We converted a real scene into a matrix of points and their locations at each timestep. There are three key steps:

  1. Calibrate the cameras in the scene with a checkerboard pattern
  2. Use object detection to track the location of each marker during the duration of the putt
  3. Put the marker location data into a 4x3xt matrix (X, Y, Z, and timestamp of three markers, for t frames)

This is the part where using a GigE vision enabled camera is important. MATLAB has vision libraries which allowed us to integrate pre-made calibration code into our application. MATLAB also has libraries with functions for object detection in the Computer Vision Toolbox.

Scene Reconstruction and Roll Characteristics

Now the matrix of marker coordinates need to be converted into useful numbers that show the balls trajectory and orientation. There are three key steps in doing this:

  1. The ball calculation program uses dot tracking data obtained by the tracking code to create a barycentric coordinate system of the ball for each timeframe.
  2. An affine transformation between the coordinate systems are calculated and applied to a Cartesian frame represented by a homogeneous 4x4 matrix which includes a 3x3 matrix containing the ball’s direction cosines and a 3x1 matrix containing the ball’s center point location. The 4x4 transformation matrix is a concept used in robotics to describe the translation and rotation of a joint.
  3. From this, we extract the ball’s rotation, change in roll, pitch, and yaw (RPY), and the ball’s translation, change in x, y, and z directions, in Euclidian space.

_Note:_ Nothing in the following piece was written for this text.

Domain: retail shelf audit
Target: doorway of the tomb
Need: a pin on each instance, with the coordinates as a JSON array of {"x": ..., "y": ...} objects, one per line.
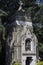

The ball calculation module allows the system to approximate the ball’s location and orientation at each timeframe, which allows it to extract important data such as the ball’s linear and angular velocity curves, distance to pure roll, and launch angle. The module also plots an animated simulation of the ball’s trajectory for easily understandable data visualization.

GUI

In order to create a friendly interface between the system’s user and the system itself, the project required multiple custom graphic user interfaces (GUIs). Initially, the system runs off of the Photron PFV software GUI in order to record footage.

Custom GUIs come into place when the video footage is imported into MATLAB. One initial GUI was developed to allow the user to discern which type of test is being run, and is shown in the figure below. It gives the user an option to select between an indoor or outdoor putt and a human or putter robot test. The reason for developing this GUI is that it allows for different parts of the code to be examined for different tests. For example, an outdoor test does not account for downrange data (once that code is developed), so there’s no point in running through that part of the code during outdoor tests.